I've not posted a report in a while so here's a location that I visited late last year but never got round to putting up....It's been reported on a couple of times before but was a great day out and a lovely explore so here's my take on the place. 

No history but must give thanks to Stu8fish, Mockingbird and Little Oz for their help on this one.

On with the pics - full slideshow with loads more pics available here: https://www.flickr.com/photos/[email protected]/sets/72157648571561535/show/


Affronted by BrickworkUrbex, on Flickr


TingsGoTing by BrickworkUrbex, on Flickr


LivingArea by BrickworkUrbex, on Flickr


Bed1 by BrickworkUrbex, on Flickr


Boy by BrickworkUrbex, on Flickr


NatureView by BrickworkUrbex, on Flickr


UpCloseAndDying by BrickworkUrbex, on Flickr


F**kingHuge! by BrickworkUrbex, on Flickr


SideBushy by BrickworkUrbex, on Flickr


WeddingHat by BrickworkUrbex, on Flickr


Toolset by BrickworkUrbex, on Flickr


WeAllLovePeel by BrickworkUrbex, on Flickr


Thanks for looking

Brickworx


----------



## flyboys90 (Jan 14, 2015)

You got some great shots thanks for sharing.


----------



## cunningplan (Jan 14, 2015)

You've done a great job on this place. Shame they want to pull it down though


----------



## brickworx (Jan 14, 2015)

cunningplan said:


> You've done a great job on this place. Shame they want to pull it down though



Thanks! ... And I can't believe that it's set for the bulldozers, its a lovely place and structurally seemed very sound?


----------



## mockingbird (Jan 14, 2015)

Good job mate, very nice set of shots indeed, yeah its heading for the wreckingball if the council have the choice


----------



## HughieD (Jan 14, 2015)

Simply fantastic photography...


----------



## tumble112 (Jan 14, 2015)

I love seeing this bouse, gutted to hear it might go. Nice photos, reminded me of my wasp phobia though


----------



## Ninja Kitten (Jan 14, 2015)

aww how quaint!


----------



## UrbanX (Jan 15, 2015)

Amazing shots. The shadowy drawer and the wasp pic are immense! 
Looks a great explore. Cheers for sharing!


----------



## LittleOz (Jan 15, 2015)

Nicely captured. Glad you liked the place. Is the dress still there?


----------



## brickworx (Jan 15, 2015)

LittleOz said:


> Nicely captured. Glad you liked the place.
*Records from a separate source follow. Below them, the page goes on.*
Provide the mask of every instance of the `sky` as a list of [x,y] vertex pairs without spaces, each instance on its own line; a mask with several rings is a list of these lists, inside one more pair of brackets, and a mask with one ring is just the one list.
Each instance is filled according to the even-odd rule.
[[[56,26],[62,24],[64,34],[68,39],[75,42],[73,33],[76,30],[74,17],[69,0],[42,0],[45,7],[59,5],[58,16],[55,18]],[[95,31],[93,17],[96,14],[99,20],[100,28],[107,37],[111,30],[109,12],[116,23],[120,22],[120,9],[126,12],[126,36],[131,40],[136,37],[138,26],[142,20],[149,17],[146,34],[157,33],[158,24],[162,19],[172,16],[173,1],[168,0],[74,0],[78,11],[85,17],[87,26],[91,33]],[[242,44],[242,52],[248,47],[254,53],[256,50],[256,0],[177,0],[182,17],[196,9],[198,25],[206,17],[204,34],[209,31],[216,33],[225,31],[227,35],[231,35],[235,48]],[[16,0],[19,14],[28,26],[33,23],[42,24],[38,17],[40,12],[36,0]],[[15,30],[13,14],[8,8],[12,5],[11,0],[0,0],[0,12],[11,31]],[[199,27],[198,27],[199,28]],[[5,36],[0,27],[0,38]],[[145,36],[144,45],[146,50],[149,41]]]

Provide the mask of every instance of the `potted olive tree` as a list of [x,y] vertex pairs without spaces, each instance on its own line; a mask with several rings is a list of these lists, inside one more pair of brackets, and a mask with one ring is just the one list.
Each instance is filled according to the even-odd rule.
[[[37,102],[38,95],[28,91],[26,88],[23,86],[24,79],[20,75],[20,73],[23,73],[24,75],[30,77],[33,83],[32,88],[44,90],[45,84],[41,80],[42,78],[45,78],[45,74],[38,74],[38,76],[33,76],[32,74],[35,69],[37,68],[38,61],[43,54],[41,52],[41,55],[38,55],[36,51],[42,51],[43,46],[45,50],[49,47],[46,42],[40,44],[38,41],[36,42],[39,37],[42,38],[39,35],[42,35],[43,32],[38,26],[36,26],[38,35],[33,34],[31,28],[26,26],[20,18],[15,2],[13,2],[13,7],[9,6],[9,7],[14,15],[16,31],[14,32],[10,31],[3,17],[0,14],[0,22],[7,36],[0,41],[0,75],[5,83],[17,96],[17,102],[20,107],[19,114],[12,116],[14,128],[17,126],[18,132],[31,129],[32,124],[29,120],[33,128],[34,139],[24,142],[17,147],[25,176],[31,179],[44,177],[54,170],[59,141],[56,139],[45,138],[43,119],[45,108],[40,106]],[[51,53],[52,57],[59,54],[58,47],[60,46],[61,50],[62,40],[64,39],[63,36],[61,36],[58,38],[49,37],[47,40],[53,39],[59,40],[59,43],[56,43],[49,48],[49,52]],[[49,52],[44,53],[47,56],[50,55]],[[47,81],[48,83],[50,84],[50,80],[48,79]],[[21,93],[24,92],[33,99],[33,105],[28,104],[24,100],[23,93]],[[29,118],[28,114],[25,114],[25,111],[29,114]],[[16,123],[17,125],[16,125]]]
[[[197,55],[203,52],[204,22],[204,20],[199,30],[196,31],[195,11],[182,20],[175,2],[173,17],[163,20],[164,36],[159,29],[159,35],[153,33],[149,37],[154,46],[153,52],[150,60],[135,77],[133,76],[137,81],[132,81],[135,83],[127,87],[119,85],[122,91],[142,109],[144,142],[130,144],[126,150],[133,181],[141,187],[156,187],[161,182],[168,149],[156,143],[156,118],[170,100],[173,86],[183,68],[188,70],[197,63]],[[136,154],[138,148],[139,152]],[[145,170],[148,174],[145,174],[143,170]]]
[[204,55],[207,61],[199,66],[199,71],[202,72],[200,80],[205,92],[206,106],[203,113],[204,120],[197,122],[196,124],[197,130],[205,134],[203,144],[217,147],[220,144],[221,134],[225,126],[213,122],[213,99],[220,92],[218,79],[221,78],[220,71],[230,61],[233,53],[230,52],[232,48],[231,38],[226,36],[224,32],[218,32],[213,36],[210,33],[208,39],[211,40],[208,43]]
Is the dress still there?



Yep, as far as I could see, it was still all exactly as you found it....thanks again, beautiful place.


----------



## Kirstysue1992 (Feb 2, 2015)

what a beautiful house! be an absolute dream home if it was refurbished and decorated back into its original decor!


----------



## smiler (Feb 2, 2015)

Great images, I enjoyed it. Thanks


----------



## DiggerDen (Feb 8, 2015)

I love the look of this place. I'm following clues to find it. This is a great new hobby. Hunting down a site, looking for new explores, keeping the secrecy. I love it!! And of course appreciating the beauty of the buildings and the lives / work once done there.


----------